Rescue operations commenced immediately. Vulovic was severely injured. She broke both her legs and was paralyzed from the waist down. She was in a coma for 27 days. Her recovery took 17 months. She continued to fly with Yugoslav Airlines for 20 more years.
Vulovic returned to the accident scene on Jan 27, 1997. She met her rescuers and placed memorial flowers at the monument for the others that died.
All others on board perished.
Originally posted by The Blade Runner
wow that for real!!
Lieutenant I. M. Chisov
January 1942: Russian Lieutenant I. M. Chisov flew his Ilyushin 4 on a bitter cold day in January 1942. He was attacked by 12 German Messerschmitts.
Chisov bailed out at 21,980 ft. because he thought that was his best survival option. He free fell to escape the German fire. His plan was to open at 1000 ft.
He lost consciousness during his freefall. He landed on a steep ravine with 3 ft. of snow and plowed through the snow until coming to rest at the bottom.
He awoke 20 minutes later. He 'only' had a concussion of his spine and a fractured pelvis.
He recovered quickly and was back on duty as a flight instructor 3.5 months later.

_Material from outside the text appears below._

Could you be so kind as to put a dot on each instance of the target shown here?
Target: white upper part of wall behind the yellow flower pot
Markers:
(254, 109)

March 23, 1944: Nick Alkemade of the Royal Air Force survived a chuteless jump. He was a tail gunner in an AVRO Lancaster bomber. While returning from a bombing mission the aircraft was attacked by German Junkers JU-88. Alkemade was trapped in the turret after the bomber caught fire. His parachute was in the cabin area. Alkemade jumped from the aircraft, preferring a quick death to being burned.

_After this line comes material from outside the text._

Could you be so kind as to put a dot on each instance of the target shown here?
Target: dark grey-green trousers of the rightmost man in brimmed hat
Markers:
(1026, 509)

He fell from 18,000 ft, all the while thinking of his ultimate death. He relaxed his body and fell in a slightly head down position.

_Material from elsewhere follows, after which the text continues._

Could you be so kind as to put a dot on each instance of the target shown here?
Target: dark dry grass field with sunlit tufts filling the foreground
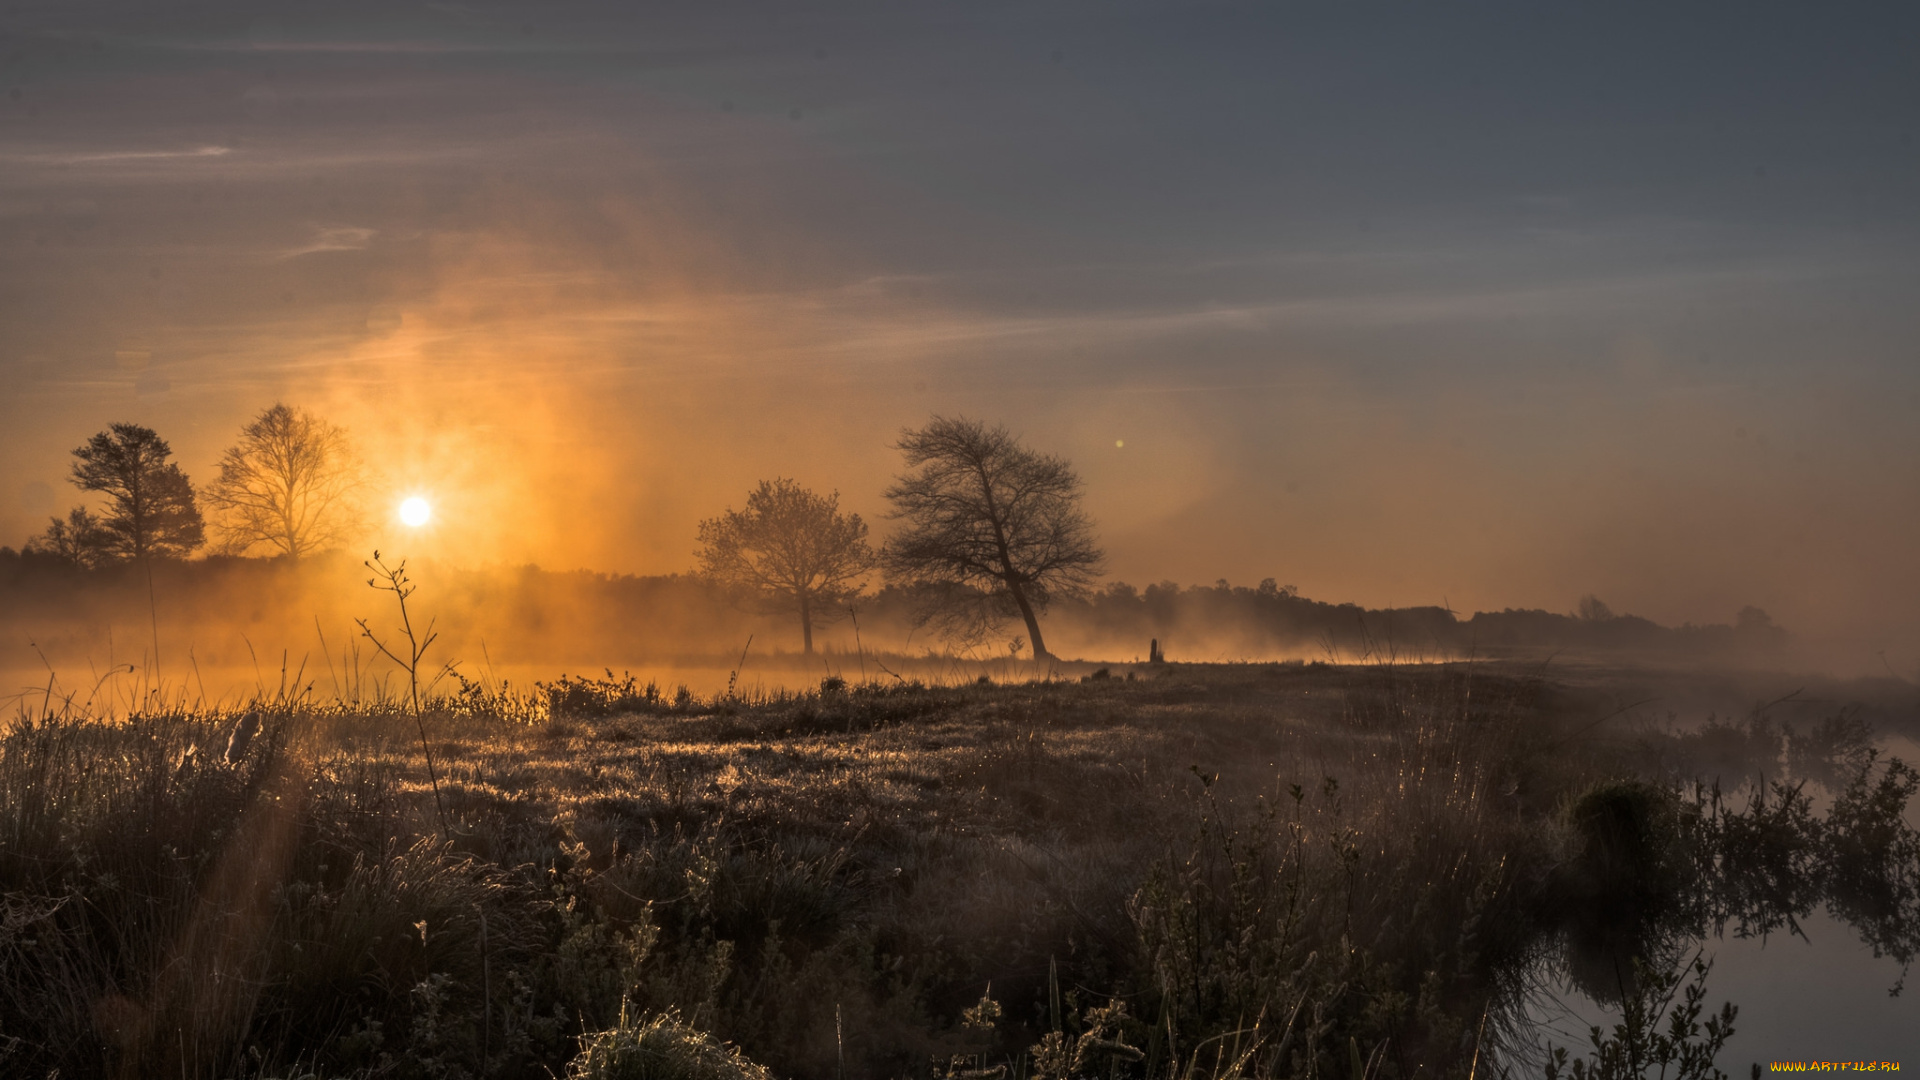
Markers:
(1178, 871)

His next recollection was looking up at the stars through some pine trees. He could not believe he was okay. He moved each arm and leg and soon realized he was not even hurt badly.
Completely grateful of being alive he smoked a cigarette, before even getting up. He thought about what had just happened to him.
He realized that the pine trees, with their pliable branches, slowly reduced his descent rate to one that was survivable. In addition, the soft snow cover reduced the landing forces even more.
He finally stood up. His leg was sprained and would not support his weight.
A short time later, the Germans captured Alkemade. The Gestapo did not believe his story of jumping without a parachute. They thought he was a spy. Finally, after inspecting the parachute harness and finding the burned parachute at the crash site they believe him.
Originally posted by dragonrider
Jag, that may be the story I heard, although I thought it was an American pilot, and understand that he was actually decorated by the Germans of all people for surviving the crash.